Introduction
A p value tells you how likely it is that your results happened by chance. In statistics, we use p values to decide if the data we collected actually means something or if it's just random luck. A small p value (usually less than 0.05) means your results are probably real and not just a coincidence. A large p value means there isn't enough proof to say something meaningful happened.
This p value calculator makes it easy to find your p value without doing the hard math by hand. Just enter your test statistic, pick your test type, and the calculator does the rest. Whether you're running a z-test, t-test, or chi-square test, this tool helps you figure out if your results are statistically significant in just a few seconds.
How to Use Our p Value Calculator
Enter your test statistic and select your test type to quickly find the p value for your hypothesis test.
Test Statistic: Type in the test statistic (such as a z-score or t-value) that you got from your statistical test.

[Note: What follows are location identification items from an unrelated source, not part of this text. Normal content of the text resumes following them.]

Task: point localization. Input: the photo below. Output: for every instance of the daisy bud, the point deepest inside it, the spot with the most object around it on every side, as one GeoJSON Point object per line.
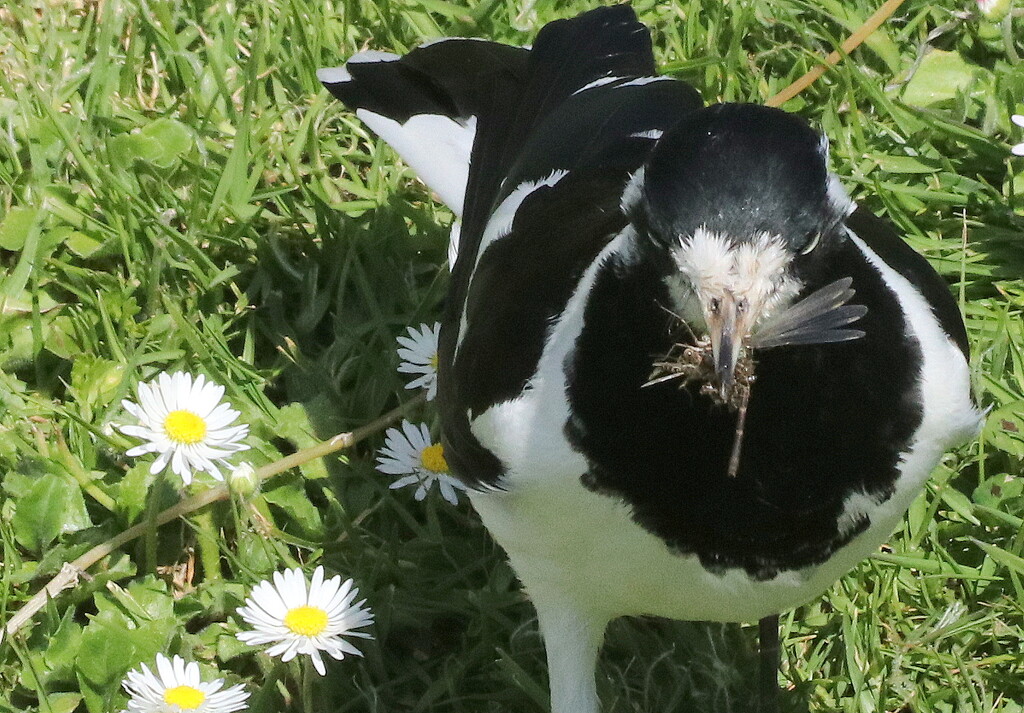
{"type": "Point", "coordinates": [243, 479]}
{"type": "Point", "coordinates": [993, 10]}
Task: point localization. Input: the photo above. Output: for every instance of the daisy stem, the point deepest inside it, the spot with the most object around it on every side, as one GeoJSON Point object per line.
{"type": "Point", "coordinates": [209, 543]}
{"type": "Point", "coordinates": [190, 504]}
{"type": "Point", "coordinates": [151, 525]}
{"type": "Point", "coordinates": [862, 33]}
{"type": "Point", "coordinates": [307, 684]}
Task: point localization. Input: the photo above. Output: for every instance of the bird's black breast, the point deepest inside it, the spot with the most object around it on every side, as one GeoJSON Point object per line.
{"type": "Point", "coordinates": [823, 422]}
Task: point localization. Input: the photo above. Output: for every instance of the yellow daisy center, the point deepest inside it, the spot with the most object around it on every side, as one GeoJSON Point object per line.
{"type": "Point", "coordinates": [184, 427]}
{"type": "Point", "coordinates": [306, 621]}
{"type": "Point", "coordinates": [184, 697]}
{"type": "Point", "coordinates": [432, 458]}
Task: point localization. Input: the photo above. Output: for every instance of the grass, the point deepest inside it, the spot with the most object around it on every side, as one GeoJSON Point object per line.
{"type": "Point", "coordinates": [176, 191]}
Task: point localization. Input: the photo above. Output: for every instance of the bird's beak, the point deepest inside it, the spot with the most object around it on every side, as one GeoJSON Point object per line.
{"type": "Point", "coordinates": [727, 327]}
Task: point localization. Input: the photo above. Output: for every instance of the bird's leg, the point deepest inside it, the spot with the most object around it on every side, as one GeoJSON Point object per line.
{"type": "Point", "coordinates": [768, 643]}
{"type": "Point", "coordinates": [571, 638]}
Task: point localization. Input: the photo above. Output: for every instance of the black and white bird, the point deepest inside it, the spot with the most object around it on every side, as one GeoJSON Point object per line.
{"type": "Point", "coordinates": [680, 371]}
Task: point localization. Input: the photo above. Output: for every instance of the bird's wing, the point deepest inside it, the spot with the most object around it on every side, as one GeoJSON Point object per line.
{"type": "Point", "coordinates": [557, 131]}
{"type": "Point", "coordinates": [880, 237]}
{"type": "Point", "coordinates": [550, 164]}
{"type": "Point", "coordinates": [425, 103]}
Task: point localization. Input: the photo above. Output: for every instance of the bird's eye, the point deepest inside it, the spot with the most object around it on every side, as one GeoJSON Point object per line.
{"type": "Point", "coordinates": [815, 238]}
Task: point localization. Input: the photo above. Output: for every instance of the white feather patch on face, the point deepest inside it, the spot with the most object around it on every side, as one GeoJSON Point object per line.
{"type": "Point", "coordinates": [712, 265]}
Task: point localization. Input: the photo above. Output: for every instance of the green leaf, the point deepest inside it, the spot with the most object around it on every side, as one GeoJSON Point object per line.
{"type": "Point", "coordinates": [940, 77]}
{"type": "Point", "coordinates": [161, 143]}
{"type": "Point", "coordinates": [996, 490]}
{"type": "Point", "coordinates": [109, 652]}
{"type": "Point", "coordinates": [133, 489]}
{"type": "Point", "coordinates": [290, 495]}
{"type": "Point", "coordinates": [1007, 559]}
{"type": "Point", "coordinates": [54, 505]}
{"type": "Point", "coordinates": [62, 651]}
{"type": "Point", "coordinates": [16, 225]}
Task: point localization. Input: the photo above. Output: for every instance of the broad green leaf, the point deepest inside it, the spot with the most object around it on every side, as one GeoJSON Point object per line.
{"type": "Point", "coordinates": [109, 652]}
{"type": "Point", "coordinates": [16, 225]}
{"type": "Point", "coordinates": [939, 77]}
{"type": "Point", "coordinates": [54, 505]}
{"type": "Point", "coordinates": [290, 495]}
{"type": "Point", "coordinates": [161, 143]}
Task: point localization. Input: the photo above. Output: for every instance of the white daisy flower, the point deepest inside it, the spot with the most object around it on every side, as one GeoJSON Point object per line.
{"type": "Point", "coordinates": [410, 452]}
{"type": "Point", "coordinates": [418, 352]}
{"type": "Point", "coordinates": [176, 686]}
{"type": "Point", "coordinates": [299, 621]}
{"type": "Point", "coordinates": [1019, 120]}
{"type": "Point", "coordinates": [184, 422]}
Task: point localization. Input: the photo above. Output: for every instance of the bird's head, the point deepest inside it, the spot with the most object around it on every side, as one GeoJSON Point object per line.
{"type": "Point", "coordinates": [740, 199]}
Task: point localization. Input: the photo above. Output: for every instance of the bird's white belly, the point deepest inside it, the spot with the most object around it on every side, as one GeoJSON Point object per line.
{"type": "Point", "coordinates": [582, 547]}
{"type": "Point", "coordinates": [579, 546]}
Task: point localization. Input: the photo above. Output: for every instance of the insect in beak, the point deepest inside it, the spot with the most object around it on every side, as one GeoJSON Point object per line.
{"type": "Point", "coordinates": [728, 321]}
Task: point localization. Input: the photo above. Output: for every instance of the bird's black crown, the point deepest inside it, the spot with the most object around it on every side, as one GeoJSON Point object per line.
{"type": "Point", "coordinates": [739, 170]}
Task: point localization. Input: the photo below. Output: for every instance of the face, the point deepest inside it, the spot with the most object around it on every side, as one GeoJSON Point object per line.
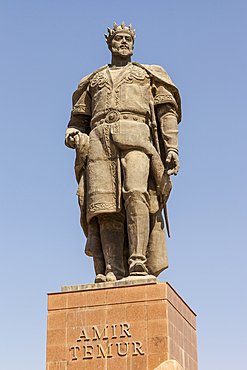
{"type": "Point", "coordinates": [122, 44]}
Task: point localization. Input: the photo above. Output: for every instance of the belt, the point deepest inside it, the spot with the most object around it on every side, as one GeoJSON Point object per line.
{"type": "Point", "coordinates": [115, 116]}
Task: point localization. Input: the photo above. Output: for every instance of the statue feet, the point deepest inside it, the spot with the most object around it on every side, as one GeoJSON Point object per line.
{"type": "Point", "coordinates": [100, 278]}
{"type": "Point", "coordinates": [110, 276]}
{"type": "Point", "coordinates": [138, 269]}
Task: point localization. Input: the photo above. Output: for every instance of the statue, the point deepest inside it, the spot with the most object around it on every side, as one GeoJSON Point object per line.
{"type": "Point", "coordinates": [124, 128]}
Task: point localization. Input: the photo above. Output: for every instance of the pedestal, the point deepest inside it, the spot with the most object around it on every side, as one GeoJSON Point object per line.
{"type": "Point", "coordinates": [120, 327]}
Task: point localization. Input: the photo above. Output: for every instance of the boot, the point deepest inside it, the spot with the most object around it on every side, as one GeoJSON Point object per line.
{"type": "Point", "coordinates": [112, 240]}
{"type": "Point", "coordinates": [138, 235]}
{"type": "Point", "coordinates": [94, 248]}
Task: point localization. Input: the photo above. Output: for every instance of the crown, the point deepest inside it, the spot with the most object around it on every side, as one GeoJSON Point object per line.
{"type": "Point", "coordinates": [117, 29]}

This is a number that shows how far your result is from the null hypothesis.
Degrees of Freedom: Enter the degrees of freedom for your test. This number depends on your sample size and the type of test you are running. For a z-test, you can leave this blank. For a t-test, it is usually your sample size minus one.
Test Type: Choose whether you are running a one-tailed (left), one-tailed (right), or two-tailed test. A one-tailed test checks for an effect in only one direction, while a two-tailed test checks for an effect in both directions.
Distribution Type: Select the distribution your test uses. Common choices are the z-distribution (normal distribution) for large samples or the t-distribution for smaller samples.
Significance Level (α): Enter the significance level you are using, such as 0.05 or 0.01. This is the threshold you set before the test to decide whether your result is statistically significant.
Once you hit calculate, the tool will return your p value and tell you whether your result is statistically significant based on your chosen significance level.
What Is a P-Value?
A p-value (probability value) is a number between 0 and 1 that tells you how likely it is to get your test results — or something more extreme — if the null hypothesis is true. The null hypothesis is the default assumption that there is no real effect or no real difference in your data. A small p-value means your results are unlikely under that assumption, which gives you a reason to reject it.
How Do You Interpret a P-Value?
In most fields, researchers compare the p-value to a threshold called the significance level (α), which is usually set at 0.05. Here is how to read the result:
- p < 0.05: The result is statistically significant. There is strong enough evidence to reject the null hypothesis.
- p ≥ 0.05: The result is not statistically significant. You do not have enough evidence to reject the null hypothesis.
Keep in mind that a p-value does not tell you the size of an effect or how important a finding is. It only tells you whether the result is unlikely to be caused by random chance alone. To understand the magnitude of a difference, you may want to look at measures like percent change or percent error alongside your p-value.
Test Statistics and Distributions
To get a p-value, you first calculate a test statistic from your data. The type of test statistic depends on the kind of analysis you are doing. This calculator supports five common types:
- Z-score: Used when you know the population standard deviation or have a large sample size. It follows the standard normal distribution. You can compute your z-score separately using our z-score calculator.
- t-statistic: Used when the sample size is small and the population standard deviation is unknown. It follows the Student's t-distribution, which requires degrees of freedom (df).
- Chi-square (χ²): Used in tests of independence or goodness-of-fit for categorical data. It follows the chi-square distribution and requires degrees of freedom.
- F-statistic: Used in ANOVA and regression analysis to compare variances between groups. It follows the F-distribution and requires two degrees of freedom values — one for the numerator (df₁) and one for the denominator (df₂).
- Pearson r: The correlation coefficient that measures the linear relationship between two variables. It ranges from −1 to 1. The calculator converts r into a t-statistic using the formula t = r × √(df / (1 − r²)), then finds the p-value from the t-distribution.
Tail Types Explained
The tail type refers to the direction of your hypothesis test. It affects how the p-value is calculated from the test statistic:
- Left-tailed: Tests whether the true value is less than the hypothesized value. The p-value is the area under the curve to the left of the test statistic.
- Right-tailed: Tests whether the true value is greater than the hypothesized value. The p-value is the area under the curve to the right of the test statistic.
- Two-tailed: Tests whether the true value is different from the hypothesized value in either direction. The p-value is the combined area in both tails beyond the test statistic. This is the most commonly used option.
What Are Degrees of Freedom?
Degrees of freedom (df) represent the number of independent values in your data that are free to vary. For a t-test, df is usually the sample size minus 1 (n − 1). For a Pearson r correlation, df equals n − 2. For a chi-square test, df depends on the number of categories. Degrees of freedom shape the probability distribution and directly affect the p-value — a smaller df means heavier tails and a larger p-value for the same test statistic. Understanding descriptive statistics like the mean, median, and mode as well as the interquartile range of your data can help you better contextualize your hypothesis test results.